No, that is not suggested in any way anywhere within either this article of the paper it discusses. You've made that up yourself.

"'Winds' carrying material between galaxies? And what material were those winds made of?"

Everything. Primarily hydrogen and helium, but the whole point is that they were composed of all heavier elements as well.

"Up to half the mass of our galaxy having traveled here from other galaxies? Ejected by supernovas?"

Yes.

"So half the mass of our Galaxy should have been ejected outwards as well?"

No. As the article clearly states, the flow is primarily from smaller to larger galaxies. Since the Milky Way is the largest galaxy within the distances in question, any outwards flow would have been significantly smaller, although no doubt there was still some transfer.

"Wheer are the trails of matter?"

Between the galaxies. Aside from the intergalactic medium being far too tenuous to actually observe such a flow directly, the article clearly notes (again, you did actually read it, right?) that the study was about the early universe which wouldn't be expected to be the same as today.

"How often do supernovas happen? Three have been seen from Earth in the last thousand years, so, not very often."

That's extremely often. We're not even dealing with geological time here, but astronomical.
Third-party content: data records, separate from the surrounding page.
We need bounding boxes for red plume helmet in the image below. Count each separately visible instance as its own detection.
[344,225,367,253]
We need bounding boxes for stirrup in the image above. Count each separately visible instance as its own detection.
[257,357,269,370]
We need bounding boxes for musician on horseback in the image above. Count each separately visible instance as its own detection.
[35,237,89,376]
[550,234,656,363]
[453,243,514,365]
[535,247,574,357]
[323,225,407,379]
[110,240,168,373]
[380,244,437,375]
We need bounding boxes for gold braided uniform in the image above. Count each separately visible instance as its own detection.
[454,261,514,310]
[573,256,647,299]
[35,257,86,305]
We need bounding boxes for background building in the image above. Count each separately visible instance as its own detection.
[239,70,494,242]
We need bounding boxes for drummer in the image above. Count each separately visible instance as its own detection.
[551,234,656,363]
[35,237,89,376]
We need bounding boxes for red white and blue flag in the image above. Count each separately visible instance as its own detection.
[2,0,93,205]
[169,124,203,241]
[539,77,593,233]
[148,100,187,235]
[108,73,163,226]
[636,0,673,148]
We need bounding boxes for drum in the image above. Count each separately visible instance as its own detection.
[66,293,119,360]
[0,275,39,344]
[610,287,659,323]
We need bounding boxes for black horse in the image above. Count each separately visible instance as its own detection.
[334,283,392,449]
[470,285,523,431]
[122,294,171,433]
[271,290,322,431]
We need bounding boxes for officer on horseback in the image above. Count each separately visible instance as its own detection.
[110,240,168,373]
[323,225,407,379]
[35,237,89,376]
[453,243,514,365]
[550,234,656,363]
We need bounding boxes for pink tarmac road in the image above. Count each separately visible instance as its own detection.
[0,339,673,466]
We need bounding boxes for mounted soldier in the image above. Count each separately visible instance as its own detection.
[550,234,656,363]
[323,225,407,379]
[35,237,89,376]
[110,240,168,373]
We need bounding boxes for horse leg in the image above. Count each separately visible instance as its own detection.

Something that has been observed happening many times locally in the tiny span of modern human history will happen a hell of a lot over the course of several billion years. Secondly, you've again missed the part about the study looking at the early years of the universe; early, low-metallicity stars had much shorter lifespans so the rate of supernovae was much higher at the relevant time. Finally on this point, your number is just plain wrong, probably by an order of magnitude or more. In the last thousand years there have been three supernovae recorded for which we've been able to identify the remains with modern observations. Far more events have been recorded that almost certainly were supernovae but that we can't now prove, and many others would have been missed entirely.

"This isn't scientific, it is just silly."

The paper in question is scientific, your nonsensical rambling that bears no relation to either the paper or the article you're commenting on is silly.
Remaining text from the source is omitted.